7 people are passengers in a single elevator on a building with 9 floors. The elevator stops at all floors and each passenger eventually departs on some floor in the building, with no new passengers getting on. What is the probability that no passengers depart on the same floor?

# Answer 5

Trick question! This problem has no solution.

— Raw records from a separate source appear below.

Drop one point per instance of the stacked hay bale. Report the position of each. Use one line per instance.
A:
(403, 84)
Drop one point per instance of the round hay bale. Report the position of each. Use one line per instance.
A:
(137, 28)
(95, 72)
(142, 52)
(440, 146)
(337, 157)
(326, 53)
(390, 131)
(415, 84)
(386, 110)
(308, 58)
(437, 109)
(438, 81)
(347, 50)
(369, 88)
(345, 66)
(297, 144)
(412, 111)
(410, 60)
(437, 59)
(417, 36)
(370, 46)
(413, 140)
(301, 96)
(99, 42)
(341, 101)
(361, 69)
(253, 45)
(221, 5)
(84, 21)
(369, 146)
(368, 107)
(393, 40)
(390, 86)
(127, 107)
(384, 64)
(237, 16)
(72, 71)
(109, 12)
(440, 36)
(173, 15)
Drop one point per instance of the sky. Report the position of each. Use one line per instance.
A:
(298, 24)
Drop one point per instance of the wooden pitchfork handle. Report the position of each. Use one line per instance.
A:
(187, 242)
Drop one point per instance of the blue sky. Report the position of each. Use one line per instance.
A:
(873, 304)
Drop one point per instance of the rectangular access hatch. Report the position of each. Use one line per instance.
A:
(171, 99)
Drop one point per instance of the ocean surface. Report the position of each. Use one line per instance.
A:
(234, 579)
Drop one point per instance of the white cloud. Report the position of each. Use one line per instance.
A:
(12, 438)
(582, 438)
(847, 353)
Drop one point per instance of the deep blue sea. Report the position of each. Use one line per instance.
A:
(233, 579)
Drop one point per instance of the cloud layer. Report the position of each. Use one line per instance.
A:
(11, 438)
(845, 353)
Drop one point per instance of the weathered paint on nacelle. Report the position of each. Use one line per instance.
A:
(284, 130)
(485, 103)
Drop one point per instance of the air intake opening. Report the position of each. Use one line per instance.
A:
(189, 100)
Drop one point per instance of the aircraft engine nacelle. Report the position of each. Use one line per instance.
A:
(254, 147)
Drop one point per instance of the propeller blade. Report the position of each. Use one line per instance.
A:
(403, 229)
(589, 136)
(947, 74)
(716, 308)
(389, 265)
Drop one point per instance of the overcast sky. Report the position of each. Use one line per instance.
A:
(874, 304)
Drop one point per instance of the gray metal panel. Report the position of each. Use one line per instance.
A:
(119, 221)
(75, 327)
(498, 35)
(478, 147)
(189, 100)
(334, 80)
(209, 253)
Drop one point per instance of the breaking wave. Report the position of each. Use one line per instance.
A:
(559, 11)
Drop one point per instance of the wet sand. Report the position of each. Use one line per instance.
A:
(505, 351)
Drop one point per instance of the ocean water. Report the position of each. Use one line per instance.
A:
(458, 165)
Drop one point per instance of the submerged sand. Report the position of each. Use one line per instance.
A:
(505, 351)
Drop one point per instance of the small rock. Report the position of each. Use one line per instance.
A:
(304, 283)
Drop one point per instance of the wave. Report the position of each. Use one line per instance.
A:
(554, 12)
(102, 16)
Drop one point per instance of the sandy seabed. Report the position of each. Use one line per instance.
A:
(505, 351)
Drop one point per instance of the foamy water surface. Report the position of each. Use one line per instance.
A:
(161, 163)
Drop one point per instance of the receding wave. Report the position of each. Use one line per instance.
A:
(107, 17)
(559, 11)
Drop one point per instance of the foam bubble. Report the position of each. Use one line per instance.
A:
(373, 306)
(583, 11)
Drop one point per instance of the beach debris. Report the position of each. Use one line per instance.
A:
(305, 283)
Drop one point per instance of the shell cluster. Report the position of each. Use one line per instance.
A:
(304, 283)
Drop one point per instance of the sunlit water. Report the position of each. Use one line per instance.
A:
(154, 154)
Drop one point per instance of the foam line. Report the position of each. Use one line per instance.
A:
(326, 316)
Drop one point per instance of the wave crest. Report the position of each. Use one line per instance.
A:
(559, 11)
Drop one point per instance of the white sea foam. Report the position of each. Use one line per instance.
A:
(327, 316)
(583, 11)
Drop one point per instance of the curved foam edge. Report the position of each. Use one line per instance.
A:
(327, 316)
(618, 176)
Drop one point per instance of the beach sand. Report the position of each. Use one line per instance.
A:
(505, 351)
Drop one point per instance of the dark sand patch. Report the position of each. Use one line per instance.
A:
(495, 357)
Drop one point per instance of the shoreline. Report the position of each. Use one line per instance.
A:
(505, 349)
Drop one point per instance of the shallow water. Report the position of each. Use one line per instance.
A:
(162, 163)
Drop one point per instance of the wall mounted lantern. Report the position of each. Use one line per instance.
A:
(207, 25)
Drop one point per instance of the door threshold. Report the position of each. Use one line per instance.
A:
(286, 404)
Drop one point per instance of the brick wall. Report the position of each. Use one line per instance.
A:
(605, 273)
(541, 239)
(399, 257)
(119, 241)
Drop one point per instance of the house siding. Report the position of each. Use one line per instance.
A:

I'm sorry if you spent some time trying to come up with a numerical answer to this question, as there are none. The key issue is that it is never mentioned whether or not each passenger is equally likely to depart on any given floor, or if any given floor is equally likely to have any number of departing passengers. See the next two questions to see what the difference is.

# Question 6

7 people are passengers in a single elevator on a building with 9 floors. The elevator stops at all floors and each passenger eventually departs on some floor in the building, with no new passengers getting on. If each passenger is equally likely to depart on any floor, what is the probability that no passengers depart on the same floor?

# Answer 6

The probability is 560 / 59049:

$$9 \cdot 8 \cdot 7 \cdot 6 \cdot 5\cdot 4\cdot 2 / {9^7} = {560} / {59049}$$

If nobody is to leave on the same floor, then the 1st passenger has any of 9 floors to depart on, the 2nd passenger has any of 8 floors to depart on (he can't pick the floor of the first passenger), the 3rd passenger has any of 7 floors (he can't pick either of the floors chosen by passengers 1 or 2), and so on. Therefore, there are (9*8*7*6*5*4*2) ways the 7 passengers can depart. However, if there are no restrictions on how passengers depart, there must be (9*9*9*9*9*9*9) = 9^7 different ways for the passengers to depart.

# Question 7

7 people are passengers in a single elevator on a building with 9 floors. The elevator stops at all floors and each passenger eventually departs on some floor in the building, with no new passengers getting on. If each floor is equally likely to have any number of departing passengers, what is the probability that no passengers depart on the same floor?

# Answer 7

The probability is 1 / 429.

In question 6, these two events are distinct:

A = "Passenger one departs on floor one, then passenger two departs on floor one"

B = "Passenger two departs on floor one, then passenger one departs on floor one"

However, in this scenario, we do not care about the order of departure; we only care about the number of passengers on any floor at the end of the process. We can model this problem in the following way:

Represent people with the number 0 and let 1 be a floor divider. Assuming there are only 3 people and 4 floors, this would be a possible way that nobody gets off on the same floor: 010101. As you can see, each passenger is on a different floor, and the last floor is unoccupied. Here's the other way 3 people can exit on 4 floors: 101010. The total number of ways passengers can depart is a multi-permutation: (3+3)!/(3!3!) = 5. Since there are only 2 ways that nobody can depart on the same floor, the probability for this smaller example is 2/5.

Extending to 7 people and 9 floors, we have a total of (7+8)!/(7!8!) = 1307674368000 ways for people to depart, and we can enumerate easily the number of ways that nobody departs on the same floors with our 1's and 0's:

101010101010101

011010101010101

010110101010101

010101101010101

...

010101010101011

110101010101010

101101010101010

101011010101010

...

101010101010110

Giving a total of 15 ways. Hence the probability is 15 / 6435 = 1 / 429.